Java Concurrency in Practice: Reading Notes [1]
Before we talk about good practice, we should ask ourselves: why we need java concurrency? The problem I come across really needs to be solved by concurrency?
As a developer, I did some coding using concurrency and my lesson is that before put your head down the concurrency details, ask yourself the strengths and drawbacks of using threads first.
What thread concurrency brings us?
I would say, all engineering level coding can be solved serially but it’s just too slow in some cases. For example, if you’re implementing an Android app, you don’t want those compute-intensive methods to be called in the UI thread because that would affect the UI responsiveness. Similarly, if 100 millions files are required to process and those files are independent, an obvious solution is to process files in parallel. The above performance gain with thread concurrency is from the power of CPU multi-core processors and also the benefit of the shard data space among threads.
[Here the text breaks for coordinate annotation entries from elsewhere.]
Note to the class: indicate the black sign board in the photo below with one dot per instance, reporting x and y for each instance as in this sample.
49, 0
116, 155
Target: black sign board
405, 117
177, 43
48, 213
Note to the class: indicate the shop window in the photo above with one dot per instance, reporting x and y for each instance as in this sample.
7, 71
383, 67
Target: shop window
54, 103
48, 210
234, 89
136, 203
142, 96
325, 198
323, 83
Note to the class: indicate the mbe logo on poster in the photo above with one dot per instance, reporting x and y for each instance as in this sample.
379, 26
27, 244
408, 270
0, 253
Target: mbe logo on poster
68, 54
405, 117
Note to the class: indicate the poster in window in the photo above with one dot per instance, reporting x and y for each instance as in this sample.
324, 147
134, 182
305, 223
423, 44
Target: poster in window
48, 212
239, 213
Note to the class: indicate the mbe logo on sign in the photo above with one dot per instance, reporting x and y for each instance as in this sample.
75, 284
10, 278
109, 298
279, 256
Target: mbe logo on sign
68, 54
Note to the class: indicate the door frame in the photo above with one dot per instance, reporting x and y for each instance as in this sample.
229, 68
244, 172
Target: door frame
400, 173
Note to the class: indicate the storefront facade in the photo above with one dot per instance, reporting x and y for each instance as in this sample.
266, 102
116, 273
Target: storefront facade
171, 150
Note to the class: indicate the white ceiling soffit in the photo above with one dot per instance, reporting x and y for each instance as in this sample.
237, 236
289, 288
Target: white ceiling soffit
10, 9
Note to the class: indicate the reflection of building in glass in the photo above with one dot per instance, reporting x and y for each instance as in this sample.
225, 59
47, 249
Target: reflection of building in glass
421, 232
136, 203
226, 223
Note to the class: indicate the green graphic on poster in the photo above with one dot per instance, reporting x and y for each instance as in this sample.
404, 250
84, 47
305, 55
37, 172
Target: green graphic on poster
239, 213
What are drawbacks of threads?
Just as the light has shadow, the strength of threads also has side effects. first, threads takes advantage of multiple cpus, but context switching across threads can be huge. I once did a project where for an independent task like this:
public void independentTask(Object obj1, Object obj2) {
boolean satisfyCondition = precondition(obj1, obj2); if (satisfyCondition){ return;
} else { longCompute(obj1, obj2); }}
The above task will be run one million times. My initial implementation is to have a thread pool and then the task will be submitted to the pool. However, the performance is even worse than serial execution where you put the task in a loop. I did some research and found out most imputs(obj1, obj2) can’t satisfy the precondition and the task would return early. This indicates that the threads in the pool need to do frequent context switch and the time to submit new task and switching exceeds the task running time and thus the performance is worse.
A takeaway from the above project is that not all independent tasks need to be run concurrently. Quick return tasks could be very fast in a for loop without multiple threads at all.
How to determine this task needs concurrency? Measure and priori knowledge. you can do simple instrumenting in the code such as probing active threads and tasks in the pool frequently to measure the rough performance, or you can use some open source /commercial tool to monitor the CPU/memory usage, etc. measure is the source of condense and the best way to benchmark the performance. The other one is priori knowledge. In the project mentioned above, if know most tasks couldn’t satisfy precondition and return early in advance, I wouldn’t bother optimizing it.
Secondly, the shared data space increases the overhead in development and QA. A classical example is as below:
class A {int val = 0;public void incrementVal() {val++;}}
If multiple threads share an instance of class A, then there’re high risks that the variable val would be mutated at the same time and this could causes weird bugs. Unit tests and manual QA are hard to find this kind of bugs because it’s happening randomly with accidental timing.
There’re a lot of ways in Java to manage the shared data access in concurrent scenario and I will share it in later blogs.